This study aimed to evaluate the effect of radiotherapy (RT) on the risk of diabetes by assessing hemoglobin A1c (HbA1c) levels in patients with gastroduodenal indolent lymphoma.
This retrospective study included patients with stage I extranodal marginal zone lymphoma of the mucosa-associated lymphoid tissue or follicular lymphoma of the gastroduodenal region who were treated with Helicobacter pylori eradication and/or RT between 2000 and 2019 in our institution. Of total 79 patients with HbA1c test, 17 patients received RT (RT group), while 62 patients did not receive RT (Control group). A Diabetes-associated event (DAE) was defined as a ≥ 0.5% increase in HbA1c levels from baseline, and diabetes event (DE) were defined as HbA1c level of ≥ 6.5%.

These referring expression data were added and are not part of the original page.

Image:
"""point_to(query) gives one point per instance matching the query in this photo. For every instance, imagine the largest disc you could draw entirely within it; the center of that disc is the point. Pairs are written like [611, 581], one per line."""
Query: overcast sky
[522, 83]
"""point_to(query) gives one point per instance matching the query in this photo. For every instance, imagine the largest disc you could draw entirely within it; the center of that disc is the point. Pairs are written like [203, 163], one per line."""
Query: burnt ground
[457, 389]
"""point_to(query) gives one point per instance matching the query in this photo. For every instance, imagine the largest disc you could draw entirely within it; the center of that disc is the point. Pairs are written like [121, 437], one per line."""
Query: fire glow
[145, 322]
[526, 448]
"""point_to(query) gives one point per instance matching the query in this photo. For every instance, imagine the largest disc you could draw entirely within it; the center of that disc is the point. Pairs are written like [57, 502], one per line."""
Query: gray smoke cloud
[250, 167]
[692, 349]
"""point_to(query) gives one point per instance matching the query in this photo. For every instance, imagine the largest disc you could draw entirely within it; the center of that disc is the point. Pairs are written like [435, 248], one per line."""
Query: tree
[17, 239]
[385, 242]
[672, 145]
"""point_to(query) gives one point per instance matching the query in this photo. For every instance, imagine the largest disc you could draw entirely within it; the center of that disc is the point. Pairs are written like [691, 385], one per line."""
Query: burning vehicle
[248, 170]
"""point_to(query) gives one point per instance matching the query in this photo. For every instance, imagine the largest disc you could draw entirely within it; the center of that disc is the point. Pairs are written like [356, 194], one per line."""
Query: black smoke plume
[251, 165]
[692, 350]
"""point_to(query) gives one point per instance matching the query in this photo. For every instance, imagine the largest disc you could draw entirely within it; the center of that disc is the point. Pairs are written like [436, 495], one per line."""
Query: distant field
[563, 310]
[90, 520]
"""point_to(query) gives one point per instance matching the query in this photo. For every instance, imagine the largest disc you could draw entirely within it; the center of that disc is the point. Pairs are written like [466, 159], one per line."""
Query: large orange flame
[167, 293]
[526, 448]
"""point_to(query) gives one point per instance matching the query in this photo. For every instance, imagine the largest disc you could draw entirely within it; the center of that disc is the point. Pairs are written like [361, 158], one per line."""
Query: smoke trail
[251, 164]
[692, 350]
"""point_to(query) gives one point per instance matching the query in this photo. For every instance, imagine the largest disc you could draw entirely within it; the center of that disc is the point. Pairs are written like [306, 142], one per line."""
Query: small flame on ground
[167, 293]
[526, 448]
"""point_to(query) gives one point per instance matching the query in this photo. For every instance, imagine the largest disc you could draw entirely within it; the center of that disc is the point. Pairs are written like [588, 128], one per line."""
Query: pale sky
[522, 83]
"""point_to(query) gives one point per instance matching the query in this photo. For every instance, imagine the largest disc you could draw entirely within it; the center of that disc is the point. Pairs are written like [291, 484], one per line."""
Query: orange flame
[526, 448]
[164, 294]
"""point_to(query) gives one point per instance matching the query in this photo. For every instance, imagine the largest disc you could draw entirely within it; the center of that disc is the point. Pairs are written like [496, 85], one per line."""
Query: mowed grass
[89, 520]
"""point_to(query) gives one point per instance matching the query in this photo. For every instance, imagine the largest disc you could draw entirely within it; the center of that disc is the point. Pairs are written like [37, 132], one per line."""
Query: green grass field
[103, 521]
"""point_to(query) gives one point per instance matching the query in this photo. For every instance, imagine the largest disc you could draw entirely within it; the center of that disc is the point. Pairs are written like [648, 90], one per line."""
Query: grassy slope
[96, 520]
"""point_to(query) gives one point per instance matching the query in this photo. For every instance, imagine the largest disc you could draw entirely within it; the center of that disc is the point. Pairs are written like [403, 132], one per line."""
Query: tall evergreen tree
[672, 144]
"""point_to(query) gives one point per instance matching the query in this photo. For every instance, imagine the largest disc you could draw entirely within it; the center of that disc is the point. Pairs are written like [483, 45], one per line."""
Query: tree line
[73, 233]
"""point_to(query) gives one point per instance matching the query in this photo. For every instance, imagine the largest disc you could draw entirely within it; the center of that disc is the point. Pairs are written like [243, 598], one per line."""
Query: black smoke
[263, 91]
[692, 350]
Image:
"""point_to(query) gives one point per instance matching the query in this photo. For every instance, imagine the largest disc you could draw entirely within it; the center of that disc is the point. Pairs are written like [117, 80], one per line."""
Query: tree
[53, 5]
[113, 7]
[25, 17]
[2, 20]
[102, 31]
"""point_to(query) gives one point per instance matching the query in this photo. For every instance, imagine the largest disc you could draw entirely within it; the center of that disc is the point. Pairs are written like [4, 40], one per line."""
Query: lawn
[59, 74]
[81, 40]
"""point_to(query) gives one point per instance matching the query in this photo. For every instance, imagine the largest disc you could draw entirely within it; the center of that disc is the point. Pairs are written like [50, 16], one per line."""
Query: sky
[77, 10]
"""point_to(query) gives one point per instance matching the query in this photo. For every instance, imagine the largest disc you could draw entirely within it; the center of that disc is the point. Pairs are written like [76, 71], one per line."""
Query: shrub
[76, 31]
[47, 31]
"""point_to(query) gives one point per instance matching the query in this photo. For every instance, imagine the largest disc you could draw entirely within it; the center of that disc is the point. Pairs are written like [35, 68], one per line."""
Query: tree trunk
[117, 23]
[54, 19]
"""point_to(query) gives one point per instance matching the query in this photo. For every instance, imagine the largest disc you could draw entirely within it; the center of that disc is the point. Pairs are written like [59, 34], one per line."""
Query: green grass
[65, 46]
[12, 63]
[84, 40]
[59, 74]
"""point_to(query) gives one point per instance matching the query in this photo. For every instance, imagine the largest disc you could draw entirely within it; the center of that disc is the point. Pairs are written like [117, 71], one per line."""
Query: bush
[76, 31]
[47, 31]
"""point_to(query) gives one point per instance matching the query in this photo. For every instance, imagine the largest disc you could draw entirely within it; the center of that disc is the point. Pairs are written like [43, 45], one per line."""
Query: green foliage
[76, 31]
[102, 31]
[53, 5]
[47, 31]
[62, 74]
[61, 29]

During the median follow-up of 49 months, no local failure occurred after RT and no patients died of lymphoma. The RT group had significantly higher risk for DAEs on univariable analysis (hazard ratio [HR]=4.18; 95% confidence interval [CI]=1.64-10.66; p < 0.01) and multivariable analysis (HR=3.68; 95% CI=1.42-9.56; p=0.01). Further, the DE risk was significantly higher in the RT group than in the control group (HR=4.32; 95% CI=1.08-17.30; p=0.04) and in patients with increased baseline HbA1c levels (HR=35.83; 95% CI=2.80-459.19; p=0.01). On multivariable analysis, RT significantly increased the risk of DEs (HR=4.55; 95% CI=1.08-19.19; p=0.04), even after adjusting baseline HbA1c level (HR=40.97; 95% CI=3.06-548.01; p=0.01).
Patients who received RT for gastroduodenal indolent lymphoma had an increased risk of diabetes compared to those who did not.